17 May 2022 ~ 0 Comments

Node Attribute Distances, Now Available on Multilayer Networks! (Until Supplies Last)

I’ve been a longtime fan of measuring distances between node attributes on networks: I’ve reviewed the methods to do it and even proposed new ones. One of the things bothering me was that no one had so far tried to extend these methods to multilayer networks — networks with more than one type of relationships. Well, it bothers me no more, because I just made the extension myself! It is the basis of my new paper: “Generalized Euclidean Measure to Estimate Distances on Multilayer Networks,” which has been published on the TKDD journal this month.

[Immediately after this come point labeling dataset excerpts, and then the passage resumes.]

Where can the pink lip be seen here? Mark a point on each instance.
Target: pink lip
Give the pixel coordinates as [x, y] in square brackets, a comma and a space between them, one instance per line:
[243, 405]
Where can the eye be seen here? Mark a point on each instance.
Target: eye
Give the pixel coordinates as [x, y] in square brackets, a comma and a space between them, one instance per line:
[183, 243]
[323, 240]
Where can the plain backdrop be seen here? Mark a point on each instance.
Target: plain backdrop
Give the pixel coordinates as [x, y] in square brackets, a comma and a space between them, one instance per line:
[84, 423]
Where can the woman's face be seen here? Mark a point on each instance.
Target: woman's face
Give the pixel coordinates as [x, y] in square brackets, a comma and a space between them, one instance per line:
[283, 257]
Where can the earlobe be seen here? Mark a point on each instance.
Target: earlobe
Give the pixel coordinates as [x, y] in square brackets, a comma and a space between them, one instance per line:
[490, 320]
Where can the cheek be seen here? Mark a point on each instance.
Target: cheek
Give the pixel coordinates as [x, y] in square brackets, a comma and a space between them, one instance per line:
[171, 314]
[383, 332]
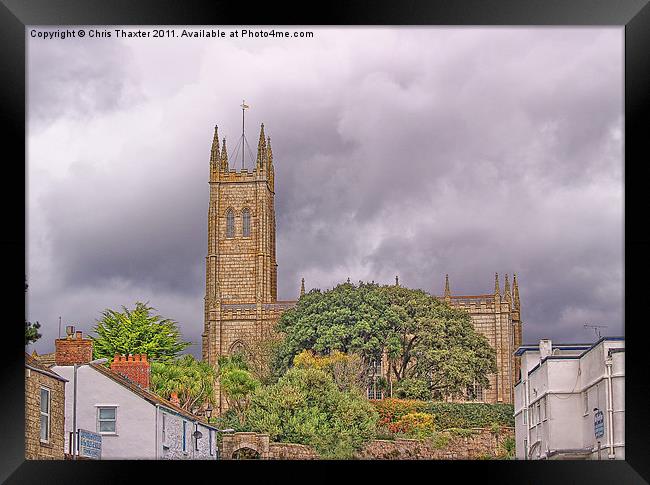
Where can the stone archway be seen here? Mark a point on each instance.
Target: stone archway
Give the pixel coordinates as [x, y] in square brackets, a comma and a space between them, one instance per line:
[245, 454]
[238, 446]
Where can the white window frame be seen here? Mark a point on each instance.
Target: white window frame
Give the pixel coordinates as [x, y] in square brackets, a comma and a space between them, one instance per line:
[106, 433]
[48, 414]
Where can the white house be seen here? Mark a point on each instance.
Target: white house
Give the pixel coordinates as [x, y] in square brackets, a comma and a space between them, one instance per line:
[134, 423]
[570, 401]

Image from https://atlas.cid.harvard.edu/

You might be wondering: what does it mean to “measure the distance between node attributes on networks”? Why is it useful? Let’s make a use case. The Product Space is a super handy network connecting products on the global trade network based on their similarity. You can have attributes saying how much of a product a country exported in a given year — in the image above you see what Egypt exported in 2018. This is super interesting, because the ability of a country to spread over all the products in the Product Space is a good predictor of their future growth. The question is: how can we tell how much the country moved in the last ten years? Can we say that country A moved more or less than country B? Yes, we can! Exactly by measuring the distance between the node attributes on the network!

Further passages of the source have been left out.